У нас вот уже почти пять лет живет крольчиха Белочка (ее, на самом деле, зовут Белла, но, конечно, все ласково перетолковывают). Очень нежный, милый зверек, настоящая наша радость. Подружками у нее морские свинки, но старые уже умерли, осталась одна – маленькая Рыся, которая, видимо, считает Белку своей мамой и предпочитает сидеть у последней на спине.
Но я вот о чем: о противоречии между уникальностью индивида, подсвеченной любовью, и его голой, примитивной функциональностью в равнодушных контактах с избыточной внешней средой. На кроличьей ферме сотни, если ни тысячи таких «белочек», на которых уже невозможно смотреть как на «семейную радость». Они суть статистические единицы, обеспечивающие фермеру его доход. Более того, только в таком обезличенном массовом виде и могущие его обеспечивать, потому что в противном случае их очень трудно будет отправлять на убой. Вообще, всякая индивидуализация субъекта, хотя бы «по касательной» вредит его встраиванию в какую-либо функциональную цепь. Я, например, после того как Белла у нас появилась, уже не могу есть мяса кроликов.
В этом смысле работа Мегамашины может исправно осуществляться лишь тогда, когда большинство составляющих ее людей обезличены. Как, собственно, это и происходит в массовом обществе стандартизированных потребностей и функционала.
Для европейской литературы начиная с Гоголя и Флобера едва ли ни важнейшей становится эта тема: втесненности индивида с его устремленностью к личному счастью в социум, бесконечно тиражирующий жизненные клише и банальные формы самоопознавания. Что остается от личности в этой стремящейся ее девальвировать среде массового потребления, информирования, производства, образования? Под этим углом зрения можно посмотреть на известную работу гения поп-арта Энди Уорхола «Мэрилин Монро».

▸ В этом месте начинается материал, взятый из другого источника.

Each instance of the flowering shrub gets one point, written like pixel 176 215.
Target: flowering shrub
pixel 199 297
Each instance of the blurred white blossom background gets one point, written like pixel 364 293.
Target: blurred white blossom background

Человек становится лишь отпечатком одного и того же нормативного образа. И неважно, что при этом индивида убаюкивают сказками о его уникальности: всех «кормят» одними и теми же новостями, одними и теми же рекламными роликами, одними и теми же продуктами из супермаркетов, расселяют в примерно одинаковых домах… И вот теперь, глядя на растиражированный, повторяющийся, приведенный к единому стандарту красоты облик, можно отмечать лишь незначительные его разночтения – просто потому что чуть иначе легла краска, чуть сильнее оказался нажим. Перед нами почти буквальное воплощение платоновской метафоры про мир эйдосов, отраженных с погрешностями в мире материальных форм.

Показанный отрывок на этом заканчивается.